The board sets the tone for the direction of the company and how company stakeholders interact. Selecting directors whose past experiences, ethics and values are best suited to the company is a critical step in good corporate governance. It is difficult, if not impossible, to do this without a deep and independent understanding of your new board member’s background, public reputation and rapport among associates.
Companies are constantly assessing the best ways to promote board performance. Whether this is measured by shareholder value or diversity, boards are always striving to improve all aspects of the company’s conduct and operations.
Many public companies already run background checks on board candidates to confirm educational credentials and check for criminal history. This is necessary to help ensure that the new board member’s credentials are accurately represented in public disclosures and protect the company’s shareholders against reckless conduct. However, while often viewed as a check-the-box compliance requirement, a background investigation is also an opportunity to more thoroughly explore the person’s character and ability to serve.
This process should have multiple components to ensure there are no surprises once the nominee makes it to the board. For starters, contacting current and former business associates of a given candidate is one of the easiest, yet most often overlooked, sources of information. These interviews yield information about a person that are often not revealed through public record sources, such as demeanor in groups, behavior among peers and subordinates, and communication skills.
Information reported in an SEC bio does not make it fact. There have been numerous instances where board members and/or officers of a company have lied about their undergraduate or graduate degrees, professional licenses, and other credentials. The reputational damage from such an event can immensely influence shareholder, investor and public perception.

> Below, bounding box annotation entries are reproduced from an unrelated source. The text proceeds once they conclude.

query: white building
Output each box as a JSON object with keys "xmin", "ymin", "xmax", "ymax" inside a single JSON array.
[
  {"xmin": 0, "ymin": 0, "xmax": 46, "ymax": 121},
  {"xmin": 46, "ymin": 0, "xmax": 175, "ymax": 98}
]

However, this loss can be prevented.
Telling your investors you care about board composition and performance is not nearly as strong as showing them you do.
To gain a better understanding of the candidate, the background investigation should undoubtedly confirm the nominee’s credentials and ensure there is no history of criminal behavior or unsavory conduct. Equally important is ensuring board members have not had any regulatory problems in the past, or, more common in 2017, own any suspect domain registrations or portray themselves unprofessionally on social media.
Knowing about a person’s business interests is also fundamental. The board member should not possess any conflicts of interest through private ownership in other companies or have had any lawsuits resulting from poor leadership or discrimination at a prior company. Reviewing a person’s business interests also alerts you to any of the “shady LLCs” that, while often legitimate, can also be hidden vehicles to evade taxes or launder money. We learned from The Panama Papers incident that these undisclosed interests can raise unnecessary questions or investigation.
Equilar reported that in 2016, 41% of activist campaigns were focused on the company’s board. Shareholder activism is on the rise as investors seek increasing transparency about the direction of a company, the goals of the board and, of course, the bottom line. As boards struggle to meet these demands, the easiest and most cost-efficient way to increase shareholder engagement is to share the company’s rigorous due diligence endeavors. It’s the classic “show don’t tell” adage: Telling your investors you care about board composition and performance is not nearly as strong as showing them you do.
In addition to gaining shareholder’s support, background research also allows you to protect the board against public campaigns that are initiated by activists. Activists will air the board’s dirty laundry to effect change. If you have already thoroughly vetted your board, then you have mitigated the damage from activist tactics.
Directors are often encouraged to “think like an activist.” Thoroughly exploring your board candidate’s background, integrity and reputation before elected is your earliest and most effective chance to do just that. Information is always powerful—whether used to safeguard your board from predatory activists or increase transparency with shareholders, demonstrating your diligence achieves both.